Le FIMA, qui se tient habituellement tous les deux ans sur les rives du fleuve Niger, à Niamey, subit depuis longtemps des pressions des islamistes. Sa 10e édition, en 2015, avait été reportée à la veille de sa tenue par les autorités nigériennes qui redoutaient une attaque jihadiste dans la capitale. L’édition 2013 du FIMA s’était déjà tenue sous haute surveillance avec la menace d’Al-Qaïda au Maghreb islamique (Aqmi).

Sa délocalisation à Dakhla vise à soutenir le « processus d’intégration économique du Maroc en Afrique de l’Ouest » où « les industries culturelles occupent une place importante », a expliqué au cours d’une conférence de presse l’organisateur du festival, le créateur Alphadi, internationalement renommé.

Il a également noté les efforts du royaume qui « accompagne » depuis son lancement en 1998 le FIMA « dans son combat pour une Afrique positive ».

Quelque 30.000 visiteurs sont attendus à Dakhla pour le FIMA qui propose des regards croisés entre les créateurs africains et occidentaux.
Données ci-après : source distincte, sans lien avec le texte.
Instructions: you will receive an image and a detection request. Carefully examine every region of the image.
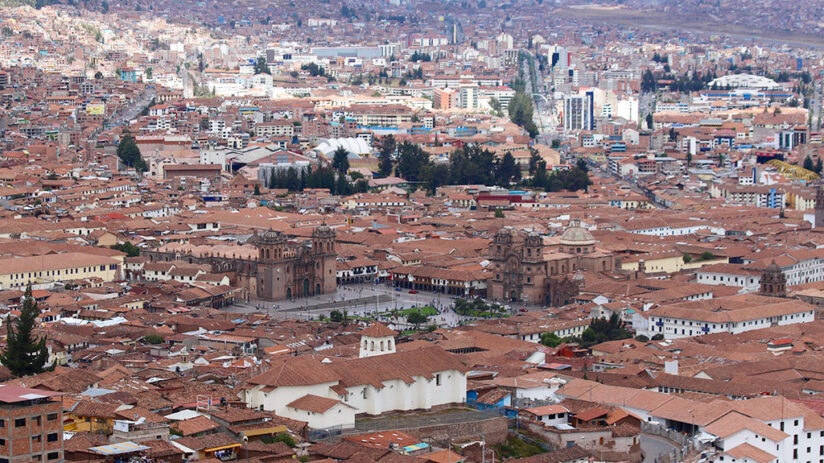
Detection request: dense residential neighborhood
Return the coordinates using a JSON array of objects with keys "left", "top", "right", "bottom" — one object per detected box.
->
[{"left": 0, "top": 0, "right": 824, "bottom": 463}]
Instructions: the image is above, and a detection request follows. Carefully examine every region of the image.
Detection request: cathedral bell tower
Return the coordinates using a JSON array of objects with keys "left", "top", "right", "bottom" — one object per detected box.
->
[
  {"left": 814, "top": 185, "right": 824, "bottom": 228},
  {"left": 312, "top": 223, "right": 338, "bottom": 294},
  {"left": 253, "top": 230, "right": 292, "bottom": 300},
  {"left": 761, "top": 261, "right": 787, "bottom": 297}
]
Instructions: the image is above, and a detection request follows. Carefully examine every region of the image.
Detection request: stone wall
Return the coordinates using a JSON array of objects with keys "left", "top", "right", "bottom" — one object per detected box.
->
[{"left": 404, "top": 416, "right": 508, "bottom": 445}]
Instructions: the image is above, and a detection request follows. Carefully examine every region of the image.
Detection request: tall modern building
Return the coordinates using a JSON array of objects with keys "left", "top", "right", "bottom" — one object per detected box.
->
[
  {"left": 0, "top": 386, "right": 63, "bottom": 463},
  {"left": 460, "top": 84, "right": 478, "bottom": 109},
  {"left": 564, "top": 91, "right": 595, "bottom": 131},
  {"left": 444, "top": 16, "right": 464, "bottom": 45}
]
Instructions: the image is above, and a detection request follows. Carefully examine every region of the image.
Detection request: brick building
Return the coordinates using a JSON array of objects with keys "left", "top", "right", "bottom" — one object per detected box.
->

Cette édition, qui marquera les 20 ans du festival, est placée sous le signe de « l’intégration africaine par le renforcement de la coopération Sud-Sud ».

Outre le défilé de mode, des conférences, des expositions artistiques, des concours de top-models et de jeunes créateurs sont au menu du festival. Des concerts de stars locales de la musique et internationales, dont le groupe ivoirien Magic System, sont également à l’affiche.

Malgré son prestige, le FIMA est toujours controversé au Niger, pays majoritairement musulman.

En 2000, les locaux d’Alphadi avaient été vandalisés par des militants islamistes hostiles à « l’image » de la femme véhiculée par le FIMA et à sa façon de les habiller. Alphadi avait même reçu des menaces de mort.

En 2011, à deux mois du défilé, ses ateliers avaient été complètement ravagés par un mystérieux incendie.

Mais Alphadi ne désarme pas. En 2016 il a été nommé « Artiste pour la Paix » par l’UNESCO.